How To: Use Fog and Mist to Your Advantage in Landscape Photography
Fog, mist, smoke and haze can all act as an excellent natural filter.
Ethan Welty shot this with a Canon EOS 40D and 17–55mm f/2.8L Canon zoom. Exposure: 1/125 sec at f/5.6, ISO 200.
Landscape photographers who respond to saturated color and sharpness will often pack up and leave if fog, mist, smoke, or haze moves in. Whoops! They miss a lot. Atmospheric conditions in which dry particles or water droplets are visibly suspended in air can add a lot to a landscape.
What you’ll get: An exaggerated sense of depth. As mist or haze recedes into the distance, it takes on darker tonalities that strongly convey a scene’s depth and dimensionality.

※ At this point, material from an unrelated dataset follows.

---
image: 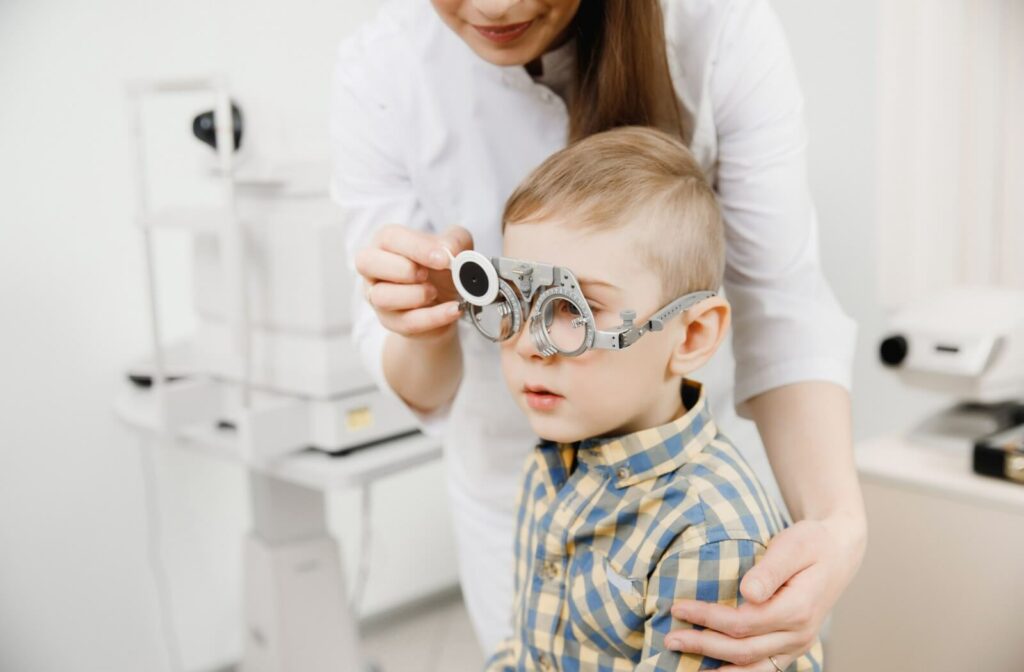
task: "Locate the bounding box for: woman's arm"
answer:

You can easily tweak the shadows and midtones in low-contrast landscapes, such as those shot in light fog, until you find a suitable look for the scene. Low-contrast landscapes are much easier to work with than the black-shadowed, high-contrast scenes shot under a naked sun.
Light made manifest. As sunlight streams through illuminated droplets make it visible. In shots like this mist-enveloped Washington state pine forest by Ethan Welty, the strikingly evident sunbeams take on an otherworldly, mystical look that transforms the landscape into something almost spiritual.